Als Schneider 2008 gefragt wurde, ob er nicht für den GKR kandidieren möchte, erkundigte sich der Familienvater und Geschäftsführer eines großen Dachdeckerbetriebs erst einmal nach dem Arbeitsaufwand. Er schmunzelt: „Das ist ja meist ein bisschen geschönt, wenn man sich so was beschreiben lässt. (lacht) Das habe ich für leistbar gehalten. Deswegen habe ich mich da gerne wählen lassen.“

Anfangs musste er die Hierarchien verstehen, also was entscheidet die Kreissynode, was der GKR und was macht die Landessynode? „Das muss man erst mal für sich klarkriegen.
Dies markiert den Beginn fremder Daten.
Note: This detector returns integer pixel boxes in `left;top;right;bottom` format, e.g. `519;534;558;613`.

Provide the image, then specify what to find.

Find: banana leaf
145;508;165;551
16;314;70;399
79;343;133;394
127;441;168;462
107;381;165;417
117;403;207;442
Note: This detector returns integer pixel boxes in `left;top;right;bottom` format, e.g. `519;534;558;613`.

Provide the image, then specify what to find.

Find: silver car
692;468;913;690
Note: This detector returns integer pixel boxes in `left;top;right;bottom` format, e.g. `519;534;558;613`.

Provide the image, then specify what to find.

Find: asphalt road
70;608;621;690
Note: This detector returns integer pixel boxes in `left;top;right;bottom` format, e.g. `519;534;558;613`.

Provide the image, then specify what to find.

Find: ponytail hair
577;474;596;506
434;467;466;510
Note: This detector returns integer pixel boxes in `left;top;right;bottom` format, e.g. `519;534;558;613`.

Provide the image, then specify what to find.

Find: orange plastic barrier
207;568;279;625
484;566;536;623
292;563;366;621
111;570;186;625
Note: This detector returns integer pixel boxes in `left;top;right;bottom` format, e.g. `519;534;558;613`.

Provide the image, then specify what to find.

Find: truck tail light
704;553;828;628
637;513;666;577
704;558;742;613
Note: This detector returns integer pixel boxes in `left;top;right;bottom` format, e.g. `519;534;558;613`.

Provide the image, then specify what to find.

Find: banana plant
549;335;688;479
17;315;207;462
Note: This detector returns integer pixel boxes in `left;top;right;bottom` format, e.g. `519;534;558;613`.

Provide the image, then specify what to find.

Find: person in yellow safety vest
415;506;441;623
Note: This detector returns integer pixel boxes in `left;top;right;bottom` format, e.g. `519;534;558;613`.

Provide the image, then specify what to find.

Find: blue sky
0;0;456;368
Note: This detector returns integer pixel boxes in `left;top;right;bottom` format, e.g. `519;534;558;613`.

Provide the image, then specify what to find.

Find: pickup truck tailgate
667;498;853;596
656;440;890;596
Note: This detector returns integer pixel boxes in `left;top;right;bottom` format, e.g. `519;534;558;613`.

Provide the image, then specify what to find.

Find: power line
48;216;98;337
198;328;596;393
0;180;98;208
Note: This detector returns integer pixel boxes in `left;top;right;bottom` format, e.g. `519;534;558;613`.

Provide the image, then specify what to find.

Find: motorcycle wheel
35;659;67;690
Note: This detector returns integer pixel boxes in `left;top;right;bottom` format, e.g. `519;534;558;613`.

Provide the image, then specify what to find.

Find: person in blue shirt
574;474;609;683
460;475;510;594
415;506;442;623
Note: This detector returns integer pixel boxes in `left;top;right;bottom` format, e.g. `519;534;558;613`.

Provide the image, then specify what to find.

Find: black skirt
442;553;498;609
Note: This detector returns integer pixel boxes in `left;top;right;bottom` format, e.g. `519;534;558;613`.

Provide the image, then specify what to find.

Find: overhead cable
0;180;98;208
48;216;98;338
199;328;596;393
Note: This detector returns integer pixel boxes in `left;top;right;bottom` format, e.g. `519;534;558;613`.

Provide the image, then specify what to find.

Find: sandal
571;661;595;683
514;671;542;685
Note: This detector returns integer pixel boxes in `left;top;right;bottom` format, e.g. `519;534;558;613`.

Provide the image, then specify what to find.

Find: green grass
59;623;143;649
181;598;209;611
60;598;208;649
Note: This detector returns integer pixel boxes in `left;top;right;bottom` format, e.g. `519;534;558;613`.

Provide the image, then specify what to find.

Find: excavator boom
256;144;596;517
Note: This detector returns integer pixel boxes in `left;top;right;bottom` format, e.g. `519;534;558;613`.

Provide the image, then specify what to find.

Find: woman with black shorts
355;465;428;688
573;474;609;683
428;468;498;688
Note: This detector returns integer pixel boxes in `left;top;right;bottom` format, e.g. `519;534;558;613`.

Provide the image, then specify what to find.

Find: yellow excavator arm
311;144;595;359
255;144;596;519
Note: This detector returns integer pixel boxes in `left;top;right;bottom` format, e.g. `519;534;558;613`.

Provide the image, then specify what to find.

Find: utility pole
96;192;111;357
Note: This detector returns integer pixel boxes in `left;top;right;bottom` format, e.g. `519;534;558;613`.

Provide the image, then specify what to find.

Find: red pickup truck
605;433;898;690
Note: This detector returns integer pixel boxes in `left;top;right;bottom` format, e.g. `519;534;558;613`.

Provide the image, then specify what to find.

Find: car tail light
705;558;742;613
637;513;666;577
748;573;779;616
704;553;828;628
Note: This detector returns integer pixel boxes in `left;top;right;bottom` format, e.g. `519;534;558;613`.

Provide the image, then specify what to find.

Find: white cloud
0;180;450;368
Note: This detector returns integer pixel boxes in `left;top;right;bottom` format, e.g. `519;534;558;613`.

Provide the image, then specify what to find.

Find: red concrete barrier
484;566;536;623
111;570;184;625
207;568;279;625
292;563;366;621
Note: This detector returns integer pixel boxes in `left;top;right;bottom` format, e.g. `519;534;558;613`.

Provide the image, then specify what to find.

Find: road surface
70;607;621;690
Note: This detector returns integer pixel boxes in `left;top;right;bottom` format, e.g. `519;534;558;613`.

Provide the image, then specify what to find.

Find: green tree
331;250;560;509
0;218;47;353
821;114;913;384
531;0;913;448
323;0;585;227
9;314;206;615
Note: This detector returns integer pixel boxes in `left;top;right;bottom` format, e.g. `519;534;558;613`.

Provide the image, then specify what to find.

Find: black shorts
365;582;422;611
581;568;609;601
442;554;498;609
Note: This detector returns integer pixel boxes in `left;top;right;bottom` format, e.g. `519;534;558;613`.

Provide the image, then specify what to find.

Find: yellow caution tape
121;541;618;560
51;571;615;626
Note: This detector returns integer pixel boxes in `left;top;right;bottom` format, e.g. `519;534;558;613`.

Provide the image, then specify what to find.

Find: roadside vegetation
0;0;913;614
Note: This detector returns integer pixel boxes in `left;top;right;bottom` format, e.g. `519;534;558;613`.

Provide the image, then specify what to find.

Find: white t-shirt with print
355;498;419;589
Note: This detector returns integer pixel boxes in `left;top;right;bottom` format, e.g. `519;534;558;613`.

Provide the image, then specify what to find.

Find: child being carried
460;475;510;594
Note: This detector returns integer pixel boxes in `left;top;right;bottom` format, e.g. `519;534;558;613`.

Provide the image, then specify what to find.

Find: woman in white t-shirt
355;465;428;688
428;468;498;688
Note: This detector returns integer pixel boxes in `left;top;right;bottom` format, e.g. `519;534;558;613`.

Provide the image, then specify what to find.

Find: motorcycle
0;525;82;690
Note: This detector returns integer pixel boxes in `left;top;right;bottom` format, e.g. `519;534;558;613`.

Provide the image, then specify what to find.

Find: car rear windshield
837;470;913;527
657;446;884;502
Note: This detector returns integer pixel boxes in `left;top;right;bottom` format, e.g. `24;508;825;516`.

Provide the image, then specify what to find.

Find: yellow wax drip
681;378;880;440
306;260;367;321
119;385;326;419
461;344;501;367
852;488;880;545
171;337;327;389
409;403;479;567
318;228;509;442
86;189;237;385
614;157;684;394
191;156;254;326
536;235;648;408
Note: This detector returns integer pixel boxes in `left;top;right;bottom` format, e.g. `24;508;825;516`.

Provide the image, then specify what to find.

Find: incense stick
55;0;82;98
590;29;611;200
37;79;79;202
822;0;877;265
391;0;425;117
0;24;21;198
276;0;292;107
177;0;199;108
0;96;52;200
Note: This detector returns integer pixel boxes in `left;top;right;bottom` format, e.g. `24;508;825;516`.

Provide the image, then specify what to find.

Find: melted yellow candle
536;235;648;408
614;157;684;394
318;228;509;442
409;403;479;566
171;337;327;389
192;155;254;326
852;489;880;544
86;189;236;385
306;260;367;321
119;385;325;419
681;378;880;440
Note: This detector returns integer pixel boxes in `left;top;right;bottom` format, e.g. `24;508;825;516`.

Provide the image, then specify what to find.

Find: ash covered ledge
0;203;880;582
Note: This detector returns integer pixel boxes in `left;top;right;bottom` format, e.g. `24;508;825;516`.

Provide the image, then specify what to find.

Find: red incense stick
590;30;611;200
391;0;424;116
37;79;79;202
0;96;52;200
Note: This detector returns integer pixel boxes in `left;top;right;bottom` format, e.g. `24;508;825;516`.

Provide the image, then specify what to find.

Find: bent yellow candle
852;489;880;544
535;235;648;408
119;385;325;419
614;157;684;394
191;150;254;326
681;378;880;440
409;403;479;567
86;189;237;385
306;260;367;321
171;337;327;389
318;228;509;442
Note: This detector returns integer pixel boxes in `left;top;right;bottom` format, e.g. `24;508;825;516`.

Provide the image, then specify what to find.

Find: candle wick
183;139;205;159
Das ist aus meiner Sicht am Anfang schon eine Herausforderung.“ Bereut hat Michael Schneider seine Entscheidung für den GKR bis heute nicht. Die Aufgaben sind vielfältig: Einen Haushalt aufstellen; regelmäßig die finanzielle Situation der Kirchengemeinde kontrollieren; anstehende Baumaßnahmen besprechen; Fördermittelanträge auf den Weg bringen…Das Jugendhaus Paula gleich neben dem Jakobsaal zum Beispiel wurde im vergangenen Jahr komplett saniert. Großes Thema für die nahe Zukunft ist die Herderkirche. Die braucht ein neues Dach: „Das sind ganz weite Wege, bis wir mal die finanziellen Möglichkeiten haben, das zu machen.“

Mittlerweile ist Michael Schneider seit 16 Jahren im GKR, seit 12 Jahren ist er Vorsitzender. Ein bis zwei Treffen in der Woche gehören dazu und nicht selten drei, vier Telefonate am Tag. Ganz schön viel für ein Ehrenamt: „Als ich den Vorsitz übernommen habe, habe ich schon erwartet, dass es deutlich mehr wird. Und das ist es auch geworden. Ich versuche, einmal in der Woche in der Gemeinde im Büro zu sein und auch bei allen reinzugucken und zu sagen, gibt’s noch irgendwas. Und es gibt meistens irgendwas. Das ist aber nicht schlimm. Es ist eher so, dass ich das als meine Aufgabe sehe.“

Was die Arbeit im GKR manchmal mühsam macht, sagt Michael Schneider, sind Ideen, die von der Landeskirche kommen; Beschlüsse, die die Landessynode gefasst hat und die dann von den Kirchengemeinden umgesetzt werden müssen. Ein aktuelles Beispiel treibt ihn gerade besonders um: „Diese Einheitskonten. Wir dürfen keine eigenen Bankkonten mehr haben als Kirchengemeinde. Das ist sicherlich für ein Dorf mit 60 Gemeindegliedern sinnvoll. Bei uns mit 7.500 Gemeindemitgliedern und jeder Menge Projekten, jeder Menge Baumaßnahmen ist das komplizierter. Das ist ein Synodenbeschluss und damit ein Kirchengesetz. Aber es ist uns wenige Hilfe dabei entgegengebracht worden. Und es sind Entscheidungen, die oft schrumpfende kleine Gemeinden im Blick haben. Da fühlt man sich nicht mehr so richtig gesehen an vielen Stellen.“ So ist z.B. nach wie vor ungeklärt, wie der Spendenautomat in der Herderkirche oder der PayPal-Account der Gemeinde an dieses zentrale Konto angeschlossen werden sollen. Der GKR weist seit einem Jahr darauf hin. Eine Lösung ist bislang nicht in Sicht.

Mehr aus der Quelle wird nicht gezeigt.